エンチュクロぺディーへの序論

 § 1 哲学は、他の諸科学のように、その対象を直接に表象によって承認されたものとして前提したり、また認識をはじめ認識を進めていく方法をすでに許容されたものとして前提したりするという便宜を持っていない。なるほど哲学はまず宗教と共通の対象を持ってはいる。両者ともに真理を対象としており、しかも、神が真理であり、神のみが真理であるという最高の意味における真理を対象としている。また両者ともに、有限なものの領域、即ち自然および人間の精神、それらの相互関係、およびそれらの真理としての神とそれらとの関係を取り扱っている。従って哲学は、我々がその対象を識っていることを前提し得るのみならず、それを識りそれに関心を持っていることを前提しなければならない、とさえ言える。
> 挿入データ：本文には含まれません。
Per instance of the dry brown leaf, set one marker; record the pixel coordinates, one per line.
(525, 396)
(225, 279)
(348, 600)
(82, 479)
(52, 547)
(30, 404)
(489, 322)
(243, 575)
このことは、意識は、時間からすれば、対象の概念よりも表象の方を先に作るものであり、しかも思惟する精神は、表象作用を通じまた表象作用に頼ってのみ、恣意的な認識および把握へ進むものであることを考えただけでも明らかである。
 しかし、思惟的な考察をしてみればすぐ分かるように、思惟的な考察というものは、その内容の必然性を示し、その対象の諸規定のみならずその対象の存在をも証明しようとする要求をその内に含んでいるものである。従って単に対象を識っているだけでは不十分であり、また前提や断言を作ったり承認したりすることは許されないことである。しかしそれと共に始めを作ることの困難が生じて来る。なぜなら、始めは直接的なものであるから、それは前提を作るものであり、あるいはむしろそれ自身前提であるからである。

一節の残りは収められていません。